RMIT University
Computer Science & IT, School of Science
COSC 2670/2738 — Practical Data Science
Assignment 1: Data Cleaning and Summarising Due: 23:59, Thursday 11 April, 2019 (week6)
This assignment is worth 15% of your overall mark.
Introduction
In this assignment, you will examine a data file and carry out the first steps of the data science process, including the cleaning and exploring of data.
You will need to develop and implement appropriate steps, in IPython, to load a data file into memory, clean, process, and analyse it.
This assignment is intended to give you practical experience with the typical first steps of the data science process.
The “Practical Data Science” Canvas contains further announcements and a discussion board for this assignment. Please be sure to check these on a regular basis – it is your responsibility to stay informed with regards to any announcements or changes. Login through https://learninghub.rmit.edu.au.
Where to Develop Your Code
You are encouraged to develop and test your code in two environments: Jupyter Note-
book on Lab PCs and Teaching Servers. Jupyter Notebook on Lab PCs
On Lab Computer, you can find Jupyter Notebook via:
Start → All Programs → Anaconda2 (64-bit) → Jupyter Notebook
Then,
• Select New → Python 2
• The new created ‘*.ipynd’ is created at the following location:
– C:\Users\sXXXXXXX
– where sXXXXXXX should be replaced with a string consisting of the letter “s”
followed by your student number.
1
Teaching Servers
Three CSIT teaching servers are available for your use: (titan|saturn|jupiter).csit.rmit.edu.au.
Details for how to access these servers are available in ‘‘Extra: Run Anaconda on RMIT Coreteaching Servers’’ under the Modules/Week2: Data Curation section of the course Canvas. You are encouraged to develop your code on these machines.
If you choose to develop your code elsewhere, it is your responsibility to ensure that your assignment submission can be successfully run using the version of IPython installed on Lab PCs or (titan|saturn|jupiter).csit.rmit.edu.au, as this is where your code will be run for marking purposes.
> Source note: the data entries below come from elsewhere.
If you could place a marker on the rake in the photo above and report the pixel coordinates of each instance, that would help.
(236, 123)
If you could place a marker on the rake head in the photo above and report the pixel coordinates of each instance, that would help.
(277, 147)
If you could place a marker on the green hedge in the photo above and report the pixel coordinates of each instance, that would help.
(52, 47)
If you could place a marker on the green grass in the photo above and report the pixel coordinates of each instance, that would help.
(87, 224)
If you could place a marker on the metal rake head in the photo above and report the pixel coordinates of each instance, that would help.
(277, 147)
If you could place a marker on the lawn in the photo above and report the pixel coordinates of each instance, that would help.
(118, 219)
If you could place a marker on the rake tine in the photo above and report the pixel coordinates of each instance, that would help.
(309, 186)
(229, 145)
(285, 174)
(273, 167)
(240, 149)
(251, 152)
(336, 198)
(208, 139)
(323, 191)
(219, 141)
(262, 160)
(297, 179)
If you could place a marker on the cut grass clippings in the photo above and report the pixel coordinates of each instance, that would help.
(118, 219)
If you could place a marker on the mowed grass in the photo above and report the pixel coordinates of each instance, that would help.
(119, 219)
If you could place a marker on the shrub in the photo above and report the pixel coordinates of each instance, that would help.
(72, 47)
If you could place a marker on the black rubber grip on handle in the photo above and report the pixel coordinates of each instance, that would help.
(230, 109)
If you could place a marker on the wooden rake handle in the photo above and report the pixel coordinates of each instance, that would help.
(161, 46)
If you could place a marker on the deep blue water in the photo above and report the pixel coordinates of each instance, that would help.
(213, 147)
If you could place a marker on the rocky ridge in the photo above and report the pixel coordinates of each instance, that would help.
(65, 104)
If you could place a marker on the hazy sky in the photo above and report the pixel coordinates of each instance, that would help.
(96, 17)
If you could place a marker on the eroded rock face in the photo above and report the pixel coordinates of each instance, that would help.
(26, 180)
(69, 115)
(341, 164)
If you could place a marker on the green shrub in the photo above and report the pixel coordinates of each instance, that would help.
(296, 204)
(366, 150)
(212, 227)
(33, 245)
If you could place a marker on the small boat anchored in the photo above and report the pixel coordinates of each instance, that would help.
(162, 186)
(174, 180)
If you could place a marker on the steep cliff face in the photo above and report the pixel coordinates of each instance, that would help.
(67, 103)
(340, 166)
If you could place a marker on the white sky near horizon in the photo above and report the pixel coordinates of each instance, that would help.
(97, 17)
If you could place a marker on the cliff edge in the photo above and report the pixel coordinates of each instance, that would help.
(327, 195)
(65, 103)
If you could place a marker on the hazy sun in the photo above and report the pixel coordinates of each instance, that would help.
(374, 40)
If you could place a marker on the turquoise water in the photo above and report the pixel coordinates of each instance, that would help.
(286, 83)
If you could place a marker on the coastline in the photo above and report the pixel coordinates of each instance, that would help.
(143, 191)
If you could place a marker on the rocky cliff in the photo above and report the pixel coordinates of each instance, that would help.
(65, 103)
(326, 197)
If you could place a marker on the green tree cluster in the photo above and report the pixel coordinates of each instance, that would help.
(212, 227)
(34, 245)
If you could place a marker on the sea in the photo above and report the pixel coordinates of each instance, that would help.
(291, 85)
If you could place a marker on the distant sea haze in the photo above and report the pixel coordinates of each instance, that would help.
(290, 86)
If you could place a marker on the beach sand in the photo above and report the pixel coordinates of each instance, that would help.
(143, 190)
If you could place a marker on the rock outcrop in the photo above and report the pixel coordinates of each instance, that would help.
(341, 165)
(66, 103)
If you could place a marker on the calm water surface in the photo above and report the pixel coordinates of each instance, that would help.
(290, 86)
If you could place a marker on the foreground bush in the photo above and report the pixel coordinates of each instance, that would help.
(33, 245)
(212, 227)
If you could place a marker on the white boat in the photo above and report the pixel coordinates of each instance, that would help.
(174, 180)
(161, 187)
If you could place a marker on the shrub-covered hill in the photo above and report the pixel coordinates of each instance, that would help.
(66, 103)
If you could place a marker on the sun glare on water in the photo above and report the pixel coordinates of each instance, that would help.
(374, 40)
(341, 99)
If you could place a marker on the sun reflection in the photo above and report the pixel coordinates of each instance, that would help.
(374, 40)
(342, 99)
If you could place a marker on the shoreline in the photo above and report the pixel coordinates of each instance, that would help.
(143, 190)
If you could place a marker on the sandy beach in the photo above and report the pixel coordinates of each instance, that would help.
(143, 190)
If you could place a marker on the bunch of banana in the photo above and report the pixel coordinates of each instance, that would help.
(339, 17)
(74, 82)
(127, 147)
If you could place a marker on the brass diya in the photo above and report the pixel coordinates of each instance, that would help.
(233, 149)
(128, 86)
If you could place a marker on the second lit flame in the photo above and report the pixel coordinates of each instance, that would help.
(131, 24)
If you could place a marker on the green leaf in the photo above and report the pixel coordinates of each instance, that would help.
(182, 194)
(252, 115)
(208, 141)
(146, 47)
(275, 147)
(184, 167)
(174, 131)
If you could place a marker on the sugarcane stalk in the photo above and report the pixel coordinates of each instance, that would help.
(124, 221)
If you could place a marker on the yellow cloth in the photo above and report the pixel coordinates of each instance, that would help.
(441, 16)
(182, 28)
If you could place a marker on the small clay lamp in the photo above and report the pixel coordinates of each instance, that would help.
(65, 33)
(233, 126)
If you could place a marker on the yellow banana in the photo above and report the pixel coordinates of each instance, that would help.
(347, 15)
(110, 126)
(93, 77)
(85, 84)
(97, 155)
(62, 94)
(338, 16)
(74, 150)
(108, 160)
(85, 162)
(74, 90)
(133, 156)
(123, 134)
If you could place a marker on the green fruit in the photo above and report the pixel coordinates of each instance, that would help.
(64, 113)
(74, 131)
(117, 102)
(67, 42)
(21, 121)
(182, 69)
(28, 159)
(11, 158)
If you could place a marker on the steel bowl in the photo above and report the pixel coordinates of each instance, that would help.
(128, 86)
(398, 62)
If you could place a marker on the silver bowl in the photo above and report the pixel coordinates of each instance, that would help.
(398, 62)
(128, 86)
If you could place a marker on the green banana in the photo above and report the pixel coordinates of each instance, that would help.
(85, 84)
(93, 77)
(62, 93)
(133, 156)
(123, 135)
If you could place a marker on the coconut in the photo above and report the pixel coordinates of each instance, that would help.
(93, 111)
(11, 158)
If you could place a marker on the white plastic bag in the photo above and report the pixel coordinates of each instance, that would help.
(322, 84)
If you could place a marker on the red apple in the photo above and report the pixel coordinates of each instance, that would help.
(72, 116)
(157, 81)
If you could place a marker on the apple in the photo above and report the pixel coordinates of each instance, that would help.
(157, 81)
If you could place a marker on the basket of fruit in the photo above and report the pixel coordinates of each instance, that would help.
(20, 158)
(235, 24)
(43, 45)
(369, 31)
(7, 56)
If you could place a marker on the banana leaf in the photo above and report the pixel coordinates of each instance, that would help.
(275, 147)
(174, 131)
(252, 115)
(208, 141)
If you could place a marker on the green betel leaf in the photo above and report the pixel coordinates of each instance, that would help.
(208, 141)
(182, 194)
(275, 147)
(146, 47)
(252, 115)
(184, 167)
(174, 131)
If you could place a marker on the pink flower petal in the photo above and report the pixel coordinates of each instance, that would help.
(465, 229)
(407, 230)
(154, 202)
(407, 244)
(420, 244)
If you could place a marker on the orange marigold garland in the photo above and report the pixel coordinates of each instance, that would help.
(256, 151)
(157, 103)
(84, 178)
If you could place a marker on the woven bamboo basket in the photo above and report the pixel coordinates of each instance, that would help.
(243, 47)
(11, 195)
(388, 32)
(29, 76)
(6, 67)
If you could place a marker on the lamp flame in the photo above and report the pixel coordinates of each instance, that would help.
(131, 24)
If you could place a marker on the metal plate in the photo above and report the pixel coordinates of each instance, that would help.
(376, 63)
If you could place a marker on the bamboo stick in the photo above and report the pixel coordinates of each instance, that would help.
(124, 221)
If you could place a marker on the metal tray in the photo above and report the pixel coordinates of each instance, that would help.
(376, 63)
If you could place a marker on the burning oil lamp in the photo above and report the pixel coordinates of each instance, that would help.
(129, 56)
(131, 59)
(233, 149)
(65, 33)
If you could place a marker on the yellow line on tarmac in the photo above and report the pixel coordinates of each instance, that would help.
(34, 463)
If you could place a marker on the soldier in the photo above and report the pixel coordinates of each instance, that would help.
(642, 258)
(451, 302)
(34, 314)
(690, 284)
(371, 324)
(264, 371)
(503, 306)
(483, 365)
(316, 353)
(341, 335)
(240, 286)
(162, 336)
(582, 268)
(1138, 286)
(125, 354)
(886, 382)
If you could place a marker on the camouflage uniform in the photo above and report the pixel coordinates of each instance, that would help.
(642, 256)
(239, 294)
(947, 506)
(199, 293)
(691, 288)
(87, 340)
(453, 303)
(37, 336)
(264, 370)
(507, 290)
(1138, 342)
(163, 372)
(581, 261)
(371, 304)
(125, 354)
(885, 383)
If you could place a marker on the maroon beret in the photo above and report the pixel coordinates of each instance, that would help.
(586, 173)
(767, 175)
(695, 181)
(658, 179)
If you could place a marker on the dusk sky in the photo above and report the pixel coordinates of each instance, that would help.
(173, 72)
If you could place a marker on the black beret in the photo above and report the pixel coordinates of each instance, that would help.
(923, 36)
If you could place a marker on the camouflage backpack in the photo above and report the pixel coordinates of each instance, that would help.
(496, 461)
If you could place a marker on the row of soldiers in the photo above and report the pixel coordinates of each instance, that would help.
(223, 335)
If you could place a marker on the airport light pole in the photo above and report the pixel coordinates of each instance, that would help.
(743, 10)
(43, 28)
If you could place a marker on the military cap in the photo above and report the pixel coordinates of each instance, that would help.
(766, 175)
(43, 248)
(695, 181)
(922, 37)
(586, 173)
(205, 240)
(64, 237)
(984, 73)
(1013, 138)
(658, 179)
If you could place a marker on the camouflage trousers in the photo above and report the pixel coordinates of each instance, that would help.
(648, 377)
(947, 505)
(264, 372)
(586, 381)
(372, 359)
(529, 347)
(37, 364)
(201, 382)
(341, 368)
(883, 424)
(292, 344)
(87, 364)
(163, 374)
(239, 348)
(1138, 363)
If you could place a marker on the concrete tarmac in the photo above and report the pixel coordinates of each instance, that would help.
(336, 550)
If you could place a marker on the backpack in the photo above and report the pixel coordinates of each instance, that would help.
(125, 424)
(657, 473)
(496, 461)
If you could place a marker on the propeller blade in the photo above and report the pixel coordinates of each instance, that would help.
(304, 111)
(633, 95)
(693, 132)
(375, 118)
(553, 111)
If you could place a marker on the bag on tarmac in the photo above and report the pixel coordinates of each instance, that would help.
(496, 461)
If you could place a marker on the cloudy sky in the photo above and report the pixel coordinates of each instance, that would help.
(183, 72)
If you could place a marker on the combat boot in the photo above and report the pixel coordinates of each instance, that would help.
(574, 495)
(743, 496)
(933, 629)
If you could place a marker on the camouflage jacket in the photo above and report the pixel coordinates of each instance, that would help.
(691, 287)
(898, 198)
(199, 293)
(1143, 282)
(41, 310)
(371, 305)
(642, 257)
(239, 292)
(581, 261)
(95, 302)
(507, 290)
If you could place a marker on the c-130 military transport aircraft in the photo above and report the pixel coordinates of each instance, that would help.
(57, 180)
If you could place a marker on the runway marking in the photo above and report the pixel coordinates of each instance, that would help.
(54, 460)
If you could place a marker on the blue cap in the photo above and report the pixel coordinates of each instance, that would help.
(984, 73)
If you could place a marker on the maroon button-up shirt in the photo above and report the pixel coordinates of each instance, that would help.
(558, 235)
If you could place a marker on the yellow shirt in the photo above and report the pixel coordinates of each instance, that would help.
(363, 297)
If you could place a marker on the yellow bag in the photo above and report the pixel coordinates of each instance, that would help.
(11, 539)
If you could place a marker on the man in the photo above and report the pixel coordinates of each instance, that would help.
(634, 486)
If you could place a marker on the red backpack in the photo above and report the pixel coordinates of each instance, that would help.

Important: You are required to make regular backups of all of your work. This is good practice, no matter where you are developing your assignment solutions.
Plagiarism
RMIT University takes plagiarism very seriously. All assignments will be checked with plagiarism-detection software; any student found to have plagiarised will be subject to disciplinary action as described in the course guide. Plagiarism includes submitting code that is not your own or submitting text that is not your own. Allowing others to copy your work is also plagiarism. All plagiarism will be penalised; there are no exceptions and no excuses. For further information, please see the Academic Integrity information at http://www1.rmit.edu.au/academicintegrity.
General Requirements
This section contains information about the general requirements that your assignment must meet. Please read all requirements carefully before you start.
• You must do the analysis in IPython.
• Parts of this assignment will include a written report, this must be in PDF format.
• Please ensure that your submission follows the file naming rules specified in the tasks below. File names are case sensitive, i.e. if it is specified that the file name is gryphon, then that is exactly the file name you should submit; Gryphon, GRYPHON, griffin, and anything else but gryphon will be rejected.
2
Task 1: Data Preparation (5%)
Have a look at the file Automobile.csv, which is available in Canvas under the Assignments/Assignment 1 section of the course Canvas.
This Automobile Dataset consists of the specification of an auto in terms of various characteristics, its assigned insurance risk rating along with its normalized losses in use as compared to other cars. The original dataset was created/donated to UCI repository by Jeffrey C. Schlimmer 1. The description of the attributes is given below.
• symboling: Insurance risk rating (+3 indicates high risk auto; -3 indicates safe). • normalized-losses: Normalized losses in use as compared to other cars.
• make: Make of the car.
• fuel-type: Fuel type of the car.
• aspiration: Aspiration of the car.
• num-of-doors: Number of doors of the car.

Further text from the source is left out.